Chefs and farmers are joining forces to serve a local feast.
Dubbed the “CommUnity Meal,” the event is planned from 9 a.m. to 1 p.m. Saturday at Ashland’s Bellview Grange, 1050 Tolman Creek Road. It’s the first of what organizers hope is an ongoing effort to feed members of the newly formed Local Alliance for Food and to support a sustainable food system. Membership in LAFF is free; the group only wants members’ contact information, says spokeswoman Anne Eldridge.
For a price of $4 to $9, crowds can taste spinach-and-kale frittata, strawberry crepes, Waldorf salad, butternut squash lasagna, cabbage-carrot salad, roasted root vegetables, rosemary-and-garlic potatoes, roasted butternut squash bisque, potato-leek soup, focaccia with sun-dried tomatoes, as well as fruit crisp and pumpkin pie. Four dollars buys one item, $7 two items and $9 three items, says Eldridge.

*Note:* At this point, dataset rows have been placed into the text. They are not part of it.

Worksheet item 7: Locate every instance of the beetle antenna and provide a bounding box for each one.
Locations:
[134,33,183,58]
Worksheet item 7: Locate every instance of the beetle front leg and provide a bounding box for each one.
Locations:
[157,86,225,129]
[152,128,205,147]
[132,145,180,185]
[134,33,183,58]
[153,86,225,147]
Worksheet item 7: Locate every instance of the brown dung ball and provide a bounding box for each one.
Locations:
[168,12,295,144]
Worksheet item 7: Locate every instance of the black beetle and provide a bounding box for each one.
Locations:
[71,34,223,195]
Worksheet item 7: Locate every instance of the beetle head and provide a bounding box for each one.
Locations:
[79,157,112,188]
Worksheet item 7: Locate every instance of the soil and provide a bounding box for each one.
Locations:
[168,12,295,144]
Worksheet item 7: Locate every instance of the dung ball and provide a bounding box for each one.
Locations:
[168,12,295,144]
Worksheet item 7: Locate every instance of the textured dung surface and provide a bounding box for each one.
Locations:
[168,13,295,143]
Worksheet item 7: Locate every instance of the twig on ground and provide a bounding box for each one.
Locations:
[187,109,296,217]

Ingredients hail from Happy Dirt Veggie Patch, Kurth Family Farms, Joshua Farms, Wander Farm, Our Local Bounty, Blue Fox, Neighborhood Harvest and other local producers. Kristen Lyon, former sous chef of The Garden Bistro at McCully House, and Maren Fray, a Sams Valley caterer, are behind the menu of breakfast and lunch dishes.
The concept was born at last summer’s Friday-night markets in Talent, where Eldridge and others served community meals from June through September. Around Thanksgiving, Eldridge started courting local chefs to lend a hand.
Raised on a farm in upstate New York and resident of a self-sustaining, cooperatively tended New York farm in the 1960s and ’70s, Eldridge, now an Ashland resident, says she was spurred to action by the local farm-to-school movement that aims to produce students’ lunches from locally grown ingredients. Peace Village 365, an offshoot of Peace House, is another sponsor.
A mini market will coincide with the meal. Short on seasonal produce, vendors likely will bring meats, canned items, speciality foods and even seeds for spring gardening, Eldridge says.